# C# error: Operacion no valida a travez de subprocesos



## ale141414 (Abr 13, 2013)

Este error (Operación no válida a través de subprocesos: Se tuvo acceso al control '..........' desde un subproceso distinto a aquel en que lo creó)  me apareció en el proyecto que estoy haciendo con Visual Studio en Windows Forms en dos ocasiones. La primera, que es la que pude solucionar, ocurre el error cuando trato de escribir en un masked textbox.

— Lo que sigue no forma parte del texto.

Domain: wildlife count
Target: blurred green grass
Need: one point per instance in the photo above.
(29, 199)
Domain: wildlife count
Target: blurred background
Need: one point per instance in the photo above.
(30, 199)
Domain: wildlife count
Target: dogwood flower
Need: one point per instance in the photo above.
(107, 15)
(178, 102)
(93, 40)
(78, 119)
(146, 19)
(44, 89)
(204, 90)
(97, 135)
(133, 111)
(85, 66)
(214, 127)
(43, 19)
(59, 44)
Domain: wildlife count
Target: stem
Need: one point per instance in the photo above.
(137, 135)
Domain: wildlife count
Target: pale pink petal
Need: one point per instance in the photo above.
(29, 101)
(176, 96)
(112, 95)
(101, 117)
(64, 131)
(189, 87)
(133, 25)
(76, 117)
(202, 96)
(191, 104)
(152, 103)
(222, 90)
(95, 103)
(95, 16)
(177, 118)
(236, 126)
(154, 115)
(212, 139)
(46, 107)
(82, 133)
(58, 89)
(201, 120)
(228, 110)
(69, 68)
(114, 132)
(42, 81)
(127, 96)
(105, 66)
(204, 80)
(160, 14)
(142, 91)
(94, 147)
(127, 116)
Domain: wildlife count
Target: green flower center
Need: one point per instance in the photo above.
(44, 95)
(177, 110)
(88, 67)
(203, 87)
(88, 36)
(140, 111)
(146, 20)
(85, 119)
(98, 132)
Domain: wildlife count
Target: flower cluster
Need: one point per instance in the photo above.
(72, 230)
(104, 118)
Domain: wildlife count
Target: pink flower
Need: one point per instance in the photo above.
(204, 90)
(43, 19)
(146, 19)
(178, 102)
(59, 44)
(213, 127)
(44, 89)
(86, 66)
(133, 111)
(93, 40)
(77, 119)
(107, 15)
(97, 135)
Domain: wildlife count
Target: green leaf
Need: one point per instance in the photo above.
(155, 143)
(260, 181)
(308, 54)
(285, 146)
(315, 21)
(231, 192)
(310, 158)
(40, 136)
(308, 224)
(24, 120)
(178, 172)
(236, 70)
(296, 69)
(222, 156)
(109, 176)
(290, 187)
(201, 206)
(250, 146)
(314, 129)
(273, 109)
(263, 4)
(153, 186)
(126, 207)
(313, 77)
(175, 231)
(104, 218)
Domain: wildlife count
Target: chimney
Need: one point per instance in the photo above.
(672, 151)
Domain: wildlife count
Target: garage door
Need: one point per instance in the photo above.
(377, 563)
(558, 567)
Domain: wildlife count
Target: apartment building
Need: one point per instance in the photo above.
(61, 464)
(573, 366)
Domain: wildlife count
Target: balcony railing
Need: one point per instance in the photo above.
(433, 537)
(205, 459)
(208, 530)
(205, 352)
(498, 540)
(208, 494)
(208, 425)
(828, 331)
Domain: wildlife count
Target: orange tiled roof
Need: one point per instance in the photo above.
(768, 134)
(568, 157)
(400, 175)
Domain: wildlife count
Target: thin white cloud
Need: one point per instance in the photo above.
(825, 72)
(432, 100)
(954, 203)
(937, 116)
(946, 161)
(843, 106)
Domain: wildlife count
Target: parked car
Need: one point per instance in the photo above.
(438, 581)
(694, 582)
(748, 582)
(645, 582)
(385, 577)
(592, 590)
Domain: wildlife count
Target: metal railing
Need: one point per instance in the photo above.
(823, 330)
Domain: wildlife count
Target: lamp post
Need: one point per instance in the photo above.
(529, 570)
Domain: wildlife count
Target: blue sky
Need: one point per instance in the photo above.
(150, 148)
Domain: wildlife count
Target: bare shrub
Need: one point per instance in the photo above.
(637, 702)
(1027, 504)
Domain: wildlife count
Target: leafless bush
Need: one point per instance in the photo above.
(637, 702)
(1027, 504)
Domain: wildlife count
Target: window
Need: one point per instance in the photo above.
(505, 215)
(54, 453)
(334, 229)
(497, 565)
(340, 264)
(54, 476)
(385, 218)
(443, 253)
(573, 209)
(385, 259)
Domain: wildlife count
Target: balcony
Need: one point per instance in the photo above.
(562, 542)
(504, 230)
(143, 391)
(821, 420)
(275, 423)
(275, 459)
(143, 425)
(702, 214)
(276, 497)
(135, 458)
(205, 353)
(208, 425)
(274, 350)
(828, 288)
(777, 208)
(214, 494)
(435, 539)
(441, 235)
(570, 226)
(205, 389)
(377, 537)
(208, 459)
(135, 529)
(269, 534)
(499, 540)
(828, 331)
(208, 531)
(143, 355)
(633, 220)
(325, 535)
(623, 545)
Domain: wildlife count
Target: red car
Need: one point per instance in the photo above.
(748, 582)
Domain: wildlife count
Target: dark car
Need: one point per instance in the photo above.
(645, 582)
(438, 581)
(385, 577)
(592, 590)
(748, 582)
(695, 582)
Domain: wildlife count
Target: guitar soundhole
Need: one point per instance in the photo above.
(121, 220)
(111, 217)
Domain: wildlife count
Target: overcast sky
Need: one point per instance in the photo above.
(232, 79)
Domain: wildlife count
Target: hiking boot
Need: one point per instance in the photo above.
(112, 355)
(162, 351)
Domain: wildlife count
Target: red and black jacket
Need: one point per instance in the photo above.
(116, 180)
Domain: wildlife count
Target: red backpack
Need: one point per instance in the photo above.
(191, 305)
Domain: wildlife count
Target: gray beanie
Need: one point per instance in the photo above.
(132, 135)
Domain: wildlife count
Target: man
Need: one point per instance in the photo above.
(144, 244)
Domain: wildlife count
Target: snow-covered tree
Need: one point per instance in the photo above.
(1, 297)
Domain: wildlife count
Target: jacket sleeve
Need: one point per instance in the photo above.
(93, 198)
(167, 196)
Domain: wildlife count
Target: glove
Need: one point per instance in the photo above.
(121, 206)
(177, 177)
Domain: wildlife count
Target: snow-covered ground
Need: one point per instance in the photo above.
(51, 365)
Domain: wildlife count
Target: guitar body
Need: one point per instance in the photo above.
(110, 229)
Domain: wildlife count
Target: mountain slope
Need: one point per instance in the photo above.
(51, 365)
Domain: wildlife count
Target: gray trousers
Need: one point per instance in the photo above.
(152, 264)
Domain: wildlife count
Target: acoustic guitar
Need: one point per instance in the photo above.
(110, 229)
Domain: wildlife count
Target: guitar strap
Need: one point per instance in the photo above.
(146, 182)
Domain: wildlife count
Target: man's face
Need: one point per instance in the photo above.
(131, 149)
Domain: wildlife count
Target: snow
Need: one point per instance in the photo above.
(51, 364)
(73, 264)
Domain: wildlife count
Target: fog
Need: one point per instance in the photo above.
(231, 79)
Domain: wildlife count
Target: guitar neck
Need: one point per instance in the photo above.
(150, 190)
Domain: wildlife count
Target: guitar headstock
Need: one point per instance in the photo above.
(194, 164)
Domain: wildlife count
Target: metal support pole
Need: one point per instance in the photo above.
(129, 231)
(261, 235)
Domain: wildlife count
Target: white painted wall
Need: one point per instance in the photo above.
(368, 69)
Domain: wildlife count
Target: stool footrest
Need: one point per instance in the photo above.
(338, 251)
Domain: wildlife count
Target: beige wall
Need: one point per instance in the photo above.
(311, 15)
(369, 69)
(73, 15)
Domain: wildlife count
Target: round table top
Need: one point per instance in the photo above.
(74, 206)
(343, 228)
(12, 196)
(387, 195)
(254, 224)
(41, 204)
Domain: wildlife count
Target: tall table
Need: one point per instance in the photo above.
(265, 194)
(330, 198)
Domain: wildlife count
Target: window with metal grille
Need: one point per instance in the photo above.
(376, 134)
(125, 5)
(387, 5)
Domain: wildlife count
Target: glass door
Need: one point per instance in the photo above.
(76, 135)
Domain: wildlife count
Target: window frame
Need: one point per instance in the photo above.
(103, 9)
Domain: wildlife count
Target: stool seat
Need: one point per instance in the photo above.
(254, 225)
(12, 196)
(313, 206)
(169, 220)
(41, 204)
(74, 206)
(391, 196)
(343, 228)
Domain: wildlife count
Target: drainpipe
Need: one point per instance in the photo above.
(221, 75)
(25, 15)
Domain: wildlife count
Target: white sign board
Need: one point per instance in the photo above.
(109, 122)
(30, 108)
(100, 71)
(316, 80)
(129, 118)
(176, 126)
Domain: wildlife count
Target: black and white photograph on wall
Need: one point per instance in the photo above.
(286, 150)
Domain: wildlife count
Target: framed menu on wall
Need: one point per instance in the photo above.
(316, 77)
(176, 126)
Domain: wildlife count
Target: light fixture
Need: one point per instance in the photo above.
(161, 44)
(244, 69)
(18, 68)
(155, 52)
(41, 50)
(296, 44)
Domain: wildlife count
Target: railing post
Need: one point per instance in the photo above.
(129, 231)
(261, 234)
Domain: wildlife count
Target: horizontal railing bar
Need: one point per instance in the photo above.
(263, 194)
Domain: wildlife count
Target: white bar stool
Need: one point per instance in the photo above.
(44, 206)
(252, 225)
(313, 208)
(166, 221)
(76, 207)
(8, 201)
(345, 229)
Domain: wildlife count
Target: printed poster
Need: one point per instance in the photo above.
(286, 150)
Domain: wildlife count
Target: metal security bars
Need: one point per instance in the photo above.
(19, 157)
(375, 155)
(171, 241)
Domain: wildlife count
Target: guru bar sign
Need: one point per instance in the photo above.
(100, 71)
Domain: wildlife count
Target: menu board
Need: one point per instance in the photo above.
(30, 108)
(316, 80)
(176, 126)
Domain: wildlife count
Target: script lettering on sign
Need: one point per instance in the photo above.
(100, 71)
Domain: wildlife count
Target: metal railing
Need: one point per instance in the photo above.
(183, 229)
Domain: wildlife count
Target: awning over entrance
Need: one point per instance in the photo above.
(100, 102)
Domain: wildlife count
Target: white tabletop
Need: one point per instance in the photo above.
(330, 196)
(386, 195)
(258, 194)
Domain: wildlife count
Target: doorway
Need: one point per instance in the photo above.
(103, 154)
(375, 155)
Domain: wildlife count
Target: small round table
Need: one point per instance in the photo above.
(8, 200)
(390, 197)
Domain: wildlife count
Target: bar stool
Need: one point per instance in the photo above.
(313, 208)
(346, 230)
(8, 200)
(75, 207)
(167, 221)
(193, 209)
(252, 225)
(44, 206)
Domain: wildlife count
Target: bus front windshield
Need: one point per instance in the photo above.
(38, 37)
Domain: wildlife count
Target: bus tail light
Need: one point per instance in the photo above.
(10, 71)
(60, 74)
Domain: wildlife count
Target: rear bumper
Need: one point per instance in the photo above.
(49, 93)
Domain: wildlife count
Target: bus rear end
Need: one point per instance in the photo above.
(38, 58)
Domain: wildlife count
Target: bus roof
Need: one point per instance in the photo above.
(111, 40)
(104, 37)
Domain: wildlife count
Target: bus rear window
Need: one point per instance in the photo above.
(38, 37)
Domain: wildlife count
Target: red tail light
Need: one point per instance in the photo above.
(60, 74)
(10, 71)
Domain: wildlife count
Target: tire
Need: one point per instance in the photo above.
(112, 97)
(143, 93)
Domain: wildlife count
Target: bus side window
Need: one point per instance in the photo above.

La solución que encontré en Internet y funciona es esta: 

//El error se soluciona en este caso con un delegado
internal delegate void DelegadoEscribir(string Elemento);

//Así se escribe de forma segura un dato en mtbTDatoTxA
this.DelegadoTDatoTxA(LeerPuerto);

//El método
public void DelegadoTDatoTxA(string Elemento)
        {
if (this.mtbTDatoTxA.InvokeRequired)
            {
DelegadoEscribir MyDelegado = new DelegadoEscribir(DelegadoTDatoTxA);
                this.Invoke(MyDelegado, new object[] { Elemento });
            }
else
            {
this.mtbTDatoTxA.Text = Convert.ToString(Elemento);
            }
        }

     Ahora el problema que tengo y no puedo solucionar es cuando quiero leer, en mi caso, el texto seleccionado de un combobox y compararlo en una sentencia if (Me aparece el mismo error de antes).

if (cbFormatoRxA.SelectedText == "Binario")
                {
                         ...........
                 }

     Escribo acá para pedir su ayuda ya que no encontré solución en Internet (Casi muero buscándola) y espero que me puedan ayudar.
     Gracias ya de antemano


----------